Methods:
All adolescent and adult OGS and ES cases treated at Tata Memorial Centre, Mumbai, with the “OGS-12” and Ewing’s family of tumors-2001 (“EFT-2001”) protocol from November 2011 to January 2021, and January 2013 to November 2018 respectively were prospectively analyzed separately. The “OGS-12” protocol consists of doublets of doxorubicin, ifosfamide and cisplatin given sequentially for eight cycles in both neoadjuvant (NACT) and adjuvant (ACT) settings. The “EFT-2001” protocol consists of a 12-month course of ifosfamide plus etoposide and vincristine, doxorubicin plus cyclophosphamide. Demographic factors recorded were age, gender and nutritional parameters. Disease factors were symptom duration, lactate dehydrogenase (LDH), serum alkaline phosphatase (SAP), tumor size, presence and sites of metastases, pathological fracture and neurovascular bundle involvement. Patients were stratified based on age into the following categories: 15-25 and >25-39 to evaluate prognostic significance of age. Patients with metastatic disease were stratified into categories based on number (<=10, >10), location (lung, bone, or other) and whether metastases were amenable to local treatment based on multimodality joint clinic discussion. Toxicities were documented using the US National Cancer Institute-Common Toxicity Criteria for Adverse Events (NCI-CTCAE) version 4.0. Histological response on the surgical specimen was assessed using Huvo’s necrosis grading, wherein good responders were defined as those with <10% viable cells [11].
Treatment characteristics recorded recorded from electronic medical records (EMR) included markers of non-compliance (failure to complete protocol and failure to complete treatment within the planned period with 25% additional time to allow for justifiable reasons for non-compliance), prior inadvertent treatment by peripheral practitioners, and febrile neutropenia as a marker of chemosensitivity.

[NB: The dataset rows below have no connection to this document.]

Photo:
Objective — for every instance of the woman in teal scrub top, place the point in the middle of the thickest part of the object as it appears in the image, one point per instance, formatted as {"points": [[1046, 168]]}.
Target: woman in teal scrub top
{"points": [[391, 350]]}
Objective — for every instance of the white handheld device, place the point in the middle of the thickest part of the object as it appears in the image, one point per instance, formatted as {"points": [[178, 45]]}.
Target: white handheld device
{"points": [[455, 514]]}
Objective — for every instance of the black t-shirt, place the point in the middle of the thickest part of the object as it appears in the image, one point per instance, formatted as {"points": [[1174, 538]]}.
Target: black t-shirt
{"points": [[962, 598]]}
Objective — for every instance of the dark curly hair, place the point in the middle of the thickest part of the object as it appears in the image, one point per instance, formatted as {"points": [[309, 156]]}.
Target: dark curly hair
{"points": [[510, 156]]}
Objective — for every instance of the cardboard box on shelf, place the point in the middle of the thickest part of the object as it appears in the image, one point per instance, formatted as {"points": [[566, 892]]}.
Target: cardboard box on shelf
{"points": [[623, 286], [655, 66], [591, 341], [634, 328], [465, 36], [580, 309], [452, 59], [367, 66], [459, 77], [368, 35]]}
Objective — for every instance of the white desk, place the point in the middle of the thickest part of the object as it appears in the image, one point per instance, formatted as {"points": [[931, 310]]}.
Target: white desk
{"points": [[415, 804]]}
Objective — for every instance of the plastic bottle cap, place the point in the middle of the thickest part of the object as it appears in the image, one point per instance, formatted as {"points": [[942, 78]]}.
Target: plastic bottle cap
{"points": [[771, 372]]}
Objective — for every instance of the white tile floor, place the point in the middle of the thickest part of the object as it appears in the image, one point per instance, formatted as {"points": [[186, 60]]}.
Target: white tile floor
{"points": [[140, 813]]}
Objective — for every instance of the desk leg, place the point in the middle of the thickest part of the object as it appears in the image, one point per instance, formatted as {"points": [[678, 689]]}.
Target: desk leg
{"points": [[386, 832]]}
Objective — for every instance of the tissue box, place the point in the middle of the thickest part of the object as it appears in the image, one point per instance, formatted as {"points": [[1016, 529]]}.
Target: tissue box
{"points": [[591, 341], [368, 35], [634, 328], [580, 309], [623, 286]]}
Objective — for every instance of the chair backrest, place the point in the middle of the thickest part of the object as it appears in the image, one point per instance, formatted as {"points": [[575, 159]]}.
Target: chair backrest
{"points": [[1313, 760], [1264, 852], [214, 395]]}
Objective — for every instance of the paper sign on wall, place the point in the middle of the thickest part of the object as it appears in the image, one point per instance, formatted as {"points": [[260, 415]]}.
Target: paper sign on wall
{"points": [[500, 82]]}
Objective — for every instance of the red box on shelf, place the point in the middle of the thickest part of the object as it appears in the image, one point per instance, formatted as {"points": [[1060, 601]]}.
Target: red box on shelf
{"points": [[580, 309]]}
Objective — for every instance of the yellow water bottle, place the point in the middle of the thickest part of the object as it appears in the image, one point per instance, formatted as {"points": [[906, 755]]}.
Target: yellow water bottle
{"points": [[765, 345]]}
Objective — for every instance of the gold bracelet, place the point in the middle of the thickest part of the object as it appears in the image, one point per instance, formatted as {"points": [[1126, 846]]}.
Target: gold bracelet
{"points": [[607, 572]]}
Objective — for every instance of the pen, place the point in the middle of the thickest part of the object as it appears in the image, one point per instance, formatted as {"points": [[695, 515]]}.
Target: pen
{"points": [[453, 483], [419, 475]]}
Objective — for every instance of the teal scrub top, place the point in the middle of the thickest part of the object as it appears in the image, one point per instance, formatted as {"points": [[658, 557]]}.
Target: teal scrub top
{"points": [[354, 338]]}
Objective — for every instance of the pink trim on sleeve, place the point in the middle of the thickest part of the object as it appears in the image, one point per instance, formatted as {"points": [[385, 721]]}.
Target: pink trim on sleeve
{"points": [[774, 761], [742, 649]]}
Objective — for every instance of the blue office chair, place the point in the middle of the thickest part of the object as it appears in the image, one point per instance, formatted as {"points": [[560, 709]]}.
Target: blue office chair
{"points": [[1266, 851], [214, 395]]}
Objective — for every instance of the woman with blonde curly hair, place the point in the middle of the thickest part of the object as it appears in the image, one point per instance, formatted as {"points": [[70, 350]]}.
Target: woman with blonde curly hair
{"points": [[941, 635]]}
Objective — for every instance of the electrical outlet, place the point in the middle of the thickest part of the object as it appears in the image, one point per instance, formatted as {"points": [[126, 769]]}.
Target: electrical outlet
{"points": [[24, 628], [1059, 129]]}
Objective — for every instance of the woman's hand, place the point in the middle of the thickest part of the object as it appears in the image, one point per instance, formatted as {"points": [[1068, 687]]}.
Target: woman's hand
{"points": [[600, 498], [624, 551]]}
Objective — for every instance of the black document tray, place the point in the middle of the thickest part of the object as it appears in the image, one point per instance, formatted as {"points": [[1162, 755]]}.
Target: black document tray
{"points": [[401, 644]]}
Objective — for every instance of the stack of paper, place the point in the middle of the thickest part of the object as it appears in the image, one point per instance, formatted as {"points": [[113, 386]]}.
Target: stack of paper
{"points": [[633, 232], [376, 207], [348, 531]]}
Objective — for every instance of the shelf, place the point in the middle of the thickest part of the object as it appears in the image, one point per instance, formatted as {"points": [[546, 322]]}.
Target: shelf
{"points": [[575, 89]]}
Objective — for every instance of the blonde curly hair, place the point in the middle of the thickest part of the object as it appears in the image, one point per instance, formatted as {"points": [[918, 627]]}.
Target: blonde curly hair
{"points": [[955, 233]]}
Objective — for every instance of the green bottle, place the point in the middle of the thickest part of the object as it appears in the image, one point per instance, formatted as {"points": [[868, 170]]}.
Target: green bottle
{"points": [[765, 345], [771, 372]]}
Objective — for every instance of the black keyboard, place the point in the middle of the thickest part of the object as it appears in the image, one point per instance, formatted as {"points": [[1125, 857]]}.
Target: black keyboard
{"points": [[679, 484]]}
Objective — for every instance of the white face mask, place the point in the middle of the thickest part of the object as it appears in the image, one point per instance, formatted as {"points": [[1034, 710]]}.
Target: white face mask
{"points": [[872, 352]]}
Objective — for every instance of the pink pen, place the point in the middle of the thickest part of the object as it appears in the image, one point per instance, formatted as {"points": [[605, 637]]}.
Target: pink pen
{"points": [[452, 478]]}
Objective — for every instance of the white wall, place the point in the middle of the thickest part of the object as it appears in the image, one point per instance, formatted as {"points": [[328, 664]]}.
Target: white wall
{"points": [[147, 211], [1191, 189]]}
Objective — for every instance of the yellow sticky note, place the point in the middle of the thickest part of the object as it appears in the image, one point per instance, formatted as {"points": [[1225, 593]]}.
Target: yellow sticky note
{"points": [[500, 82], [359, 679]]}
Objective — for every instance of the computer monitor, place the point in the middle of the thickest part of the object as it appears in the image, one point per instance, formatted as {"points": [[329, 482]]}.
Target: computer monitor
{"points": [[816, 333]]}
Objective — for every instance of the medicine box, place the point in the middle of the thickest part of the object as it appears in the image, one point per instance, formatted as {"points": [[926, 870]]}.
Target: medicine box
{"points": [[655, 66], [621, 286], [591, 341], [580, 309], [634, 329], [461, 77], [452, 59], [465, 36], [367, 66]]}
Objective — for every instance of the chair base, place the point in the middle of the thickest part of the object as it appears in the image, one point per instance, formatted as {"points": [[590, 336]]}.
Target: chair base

The study was conducted in accordance with ethical principles outlined in the Declaration of Helsinki (Fortaleza, Brazil 2013), ICH-GCP, European Directive 2001/20/EC, US Code of Federal Regulations, South African Good Clinical Practice Guidelines, and other institutional regulatory requirements. Data collection and analyses were conducted in a single institution. This study is registered with Clinical Trials Registry—India (CTRI) identifier: CTRI/2023/10/059247.